Nach und nach tröpfelten Nachrichten über den Verbleib von Freunden und Verwandten ein. Schwester Goedela und ihr Mann Hermann hatten die letzten Kriegsmonate in der Nähe von Kitzbühel verbracht. Einer ihrer Söhne hatte die beiden, völlig unterernährt und entkräftet, kurz vor Weihnachten 1944 in ein Sanatorium gebracht. Dort erlitt Keyserling im Januar 1945 einen Schlaganfall, von dem er sich aber rasch erholte. Er plante nun, sein Begegnungszentrum »Die Schule der Weisheit« in Innsbruck neu zu errichten. Aber dazu kam es nicht mehr: Hannahs Schwager starb bereits im April 1946.
Beunruhigt war Hannah darüber, dass sie keine Verbindung zu ihren Söhnen in der Schweiz hatte. Im Juni 1945 wurde Bruder Otto nach einem Besuch beim Bürgermeister in Lauenburg von der britischen Besatzungsbehörde für 14 Tage im Turm des Schlosses inhaftiert. Wenige Wochen später wurden die zwei Töchter Hannahs, Diana und Maria, von der sowjetischen Geheimpolizei GPU verschleppt, die Potsdam am Vorabend der Dreimächtekonferenz systematisch durchkämmte. Der Mutter gelang es, den Aufenthaltsort ihrer Kinder zu ermitteln und sie wenige Tage später geschwächt, aber wohlbehalten freizubekommen.

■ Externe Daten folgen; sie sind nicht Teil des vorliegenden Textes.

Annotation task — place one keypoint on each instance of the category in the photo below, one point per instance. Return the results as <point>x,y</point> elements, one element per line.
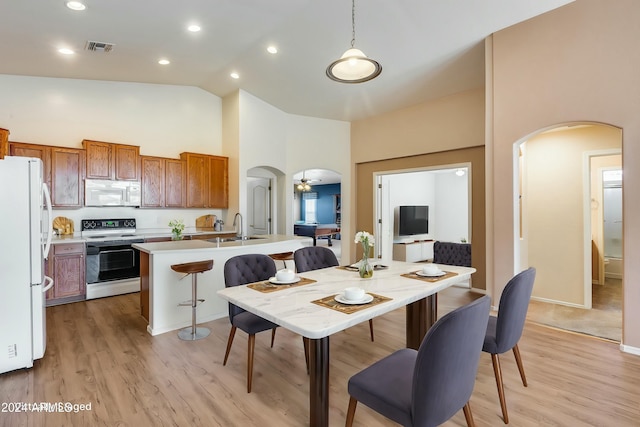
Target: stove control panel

Hannah schrieb im Juli 1945 an Premier Churchill und bat ihn um Hilfe, darauf vertrauend, dass die britischen »connections« und die verwandtschaftlichen Bande zu den Whiteheads helfen könnten. 67 In ihrem Schreiben verwies sie darauf, dass ihr Vater Randolph Churchill, den Vater des Premiers, gut gekannt habe und dass sie eine entschiedene Hitler-Gegnerin gewesen sei. Sie bat Churchill um eine Unterredung und äußerte ferner die Bitte, ihr bei der Ausreise mit der Familie in die Schweiz behilflich zu sein. Der handschriftliche Brief, auf dem »private and confidential« sowie »urgent« vermerkt stand, wurde dem in Potsdam weilenden britischen Kriegspremier anscheinend tatsächlich vorgelegt, aber er antwortete nicht. Da half auch der Zuspruch nicht, den Hannah von ihren englischen Verwandten und der amerikanischen Familie ihres verstorbenen Mannes erhielt.

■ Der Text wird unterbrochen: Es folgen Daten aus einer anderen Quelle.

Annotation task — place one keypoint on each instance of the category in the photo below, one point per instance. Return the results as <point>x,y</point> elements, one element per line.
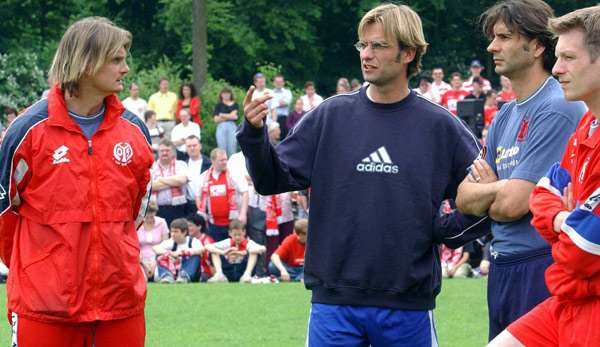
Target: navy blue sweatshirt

Am 21. Juli 1945 kehrte Hannah von einem Besuch im amerikanischen Sektor zur notdürftig reparierten Glienicker Brücke zurück, sie durfte diese aber auf Anordnung der dort postierten russischen Wachen nicht passieren. Einem britischen Oberst, der sich auf dem Weg zu einem großen Dinner im nahen Cäcilienhof befand, ging es ebenso. Wutschnaubend tauschte er sich mit Hannah aus, in der Annahme, sie sei Engländerin. Sie riet ihm, gute Miene zum bösen Spiel zu machen und sich Zeit zu lassen. Irgendwann würden die Rotarmisten einlenken. Warum sie allein zu Fuß unterwegs sei, fragte sie der britische Offizier. Hannah entgegnete, sie sei Deutsche. »Good God, but that’s impossible«, rief der Oberst entgeistert. »It’s a fact«, erwiderte Hannah kühl.

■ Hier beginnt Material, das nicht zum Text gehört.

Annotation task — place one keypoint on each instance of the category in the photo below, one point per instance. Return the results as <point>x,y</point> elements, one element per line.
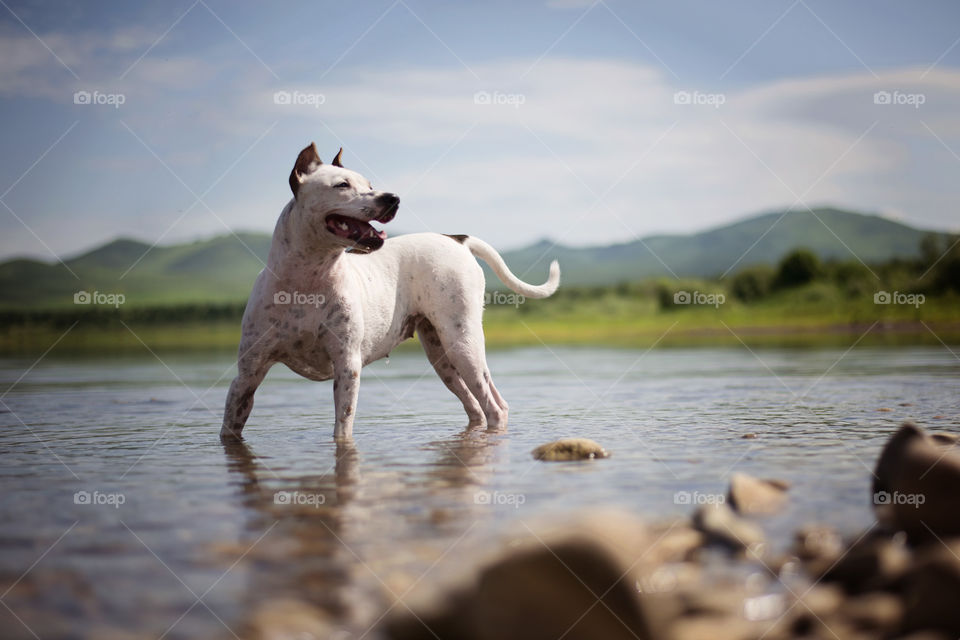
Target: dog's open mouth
<point>361,233</point>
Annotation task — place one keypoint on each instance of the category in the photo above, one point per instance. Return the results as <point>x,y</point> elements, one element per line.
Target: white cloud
<point>533,156</point>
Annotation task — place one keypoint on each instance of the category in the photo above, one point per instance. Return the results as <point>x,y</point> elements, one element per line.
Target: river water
<point>123,515</point>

In diesem Augenblick kam ein noch größerer Wagen herangerauscht, in dessen Fond ein britischer Admiral saß, auf dem Vordersitz ein sowjetischer Offizier als Dolmetscher. Auch dieses Auto wurde nicht durchgelassen. Nach einem kurzen Wortwechsel gab der Brite die Anweisung, weiterzufahren. Die russischen Soldaten hatten gerade einen Deutschen erschossen, der auf ihr Stoppsignal zu spät reagiert hatte. Bevor die Wachposten ihre Waffen erheben und erneut abdrücken konnten, war die Limousine mit dem prominenten Insassen Lord Mountbatten durchgebrochen, dem späteren Vizekönig von Indien und Onkel des heutigen britischen Prinzgemahls Philip. Zehn Minuten später wurde die Sperrung der Brücke aufgehoben; Hannah durfte nach Potsdam weitermarschieren.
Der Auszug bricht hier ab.